Businesses formed in another state but doing business in California must register to do business in California. This includes all types of business entities, including LLCs, corporations, and more.

There are five basic steps that should be taken by a foreign corporation or LLC to register as a foreign entity in California:

  1. File a foreign registration statement

  2. Submit a certificate of good standing

  3. Designate a registered agent in California

  4. File a statement of information

  5. Pay annual franchise taxes


File a Foreign Registration Statement

A foreign entity must file a foreign registration statement with the California SOS before it can qualify to do business in California. For a foreign corporation, the foreign registration statement form is titled Statement and Designation by Foreign Corporation. For an LLC, the foreign registration statement is titled Application to Register a Foreign LLC.

Submit a Certificate of Good Standing

Along with filing its foreign registration statement, a foreign entity must also file a certificate of good standing from its home state with the California SOS. Note that the certificate must have been issued within the previous six months by an authorized public official of the state or place of incorporation/formation. The purpose of this requirement is to verify that the foreign entity is, in fact, in existence and in good standing in its home state.

Designate a Registered Agent in California

Any foreign entity registering to do business in California must have a registered agent in the state of California. If the company has a physical presence in California, it may have a representative from the company serve as registered agent. But if it does not, then the company will likely need to retain a commercial registered agent to designate in California. Commercial registered agents can be readily found for low cost annual fees.

File a Statement of Information

A foreign corporation or LLC must file a Statement of Information with the California SOS within 90 days after filings its foreign registration statement.

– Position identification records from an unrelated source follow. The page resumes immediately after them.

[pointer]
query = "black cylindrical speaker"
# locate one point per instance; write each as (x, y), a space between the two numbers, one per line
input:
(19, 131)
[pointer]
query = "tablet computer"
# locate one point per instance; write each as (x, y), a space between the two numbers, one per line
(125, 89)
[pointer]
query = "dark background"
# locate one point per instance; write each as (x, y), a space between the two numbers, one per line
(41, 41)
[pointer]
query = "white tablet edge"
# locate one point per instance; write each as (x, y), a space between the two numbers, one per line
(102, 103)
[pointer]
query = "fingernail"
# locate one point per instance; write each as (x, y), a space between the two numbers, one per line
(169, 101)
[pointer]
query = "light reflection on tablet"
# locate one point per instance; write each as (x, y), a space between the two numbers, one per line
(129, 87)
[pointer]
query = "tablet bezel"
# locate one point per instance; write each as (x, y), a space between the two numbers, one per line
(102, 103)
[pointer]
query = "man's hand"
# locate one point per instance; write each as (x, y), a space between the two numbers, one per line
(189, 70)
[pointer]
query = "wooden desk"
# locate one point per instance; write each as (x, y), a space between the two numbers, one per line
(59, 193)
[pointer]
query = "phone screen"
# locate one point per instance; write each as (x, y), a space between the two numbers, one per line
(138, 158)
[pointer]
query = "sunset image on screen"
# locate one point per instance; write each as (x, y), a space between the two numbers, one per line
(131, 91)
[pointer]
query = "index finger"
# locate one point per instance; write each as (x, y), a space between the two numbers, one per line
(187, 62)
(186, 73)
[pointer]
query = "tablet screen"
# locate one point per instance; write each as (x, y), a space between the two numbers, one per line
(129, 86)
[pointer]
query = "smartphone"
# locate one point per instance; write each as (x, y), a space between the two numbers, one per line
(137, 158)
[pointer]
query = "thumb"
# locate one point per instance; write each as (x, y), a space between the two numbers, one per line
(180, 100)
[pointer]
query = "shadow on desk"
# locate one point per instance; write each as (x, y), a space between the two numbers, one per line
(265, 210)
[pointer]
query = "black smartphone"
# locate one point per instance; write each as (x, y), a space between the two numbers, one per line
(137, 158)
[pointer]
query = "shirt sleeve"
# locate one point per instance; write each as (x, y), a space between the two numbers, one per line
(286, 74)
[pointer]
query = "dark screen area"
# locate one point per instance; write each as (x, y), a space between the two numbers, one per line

A foreign corporation must then file a Statement of Information annually thereafter, while a foreign LLC must then file a Statement of Information bienially thereafter.

Pay Annual Franchise Taxes

Foreign entities that register to do business in California must pay an annual minimum franchise tax, which is, as of the date of writing, $800.

Additional Steps


Registering a foreign entity to do business in California is necessary for businesses that plan to operate in California, and the steps to do it are straightforward to follow.

But for foreign businesses that intend to relocate to California and operate primarily in California, it may be worth considering converting the foreign entity to a California entity to avoid paying administrative fees in multiple states.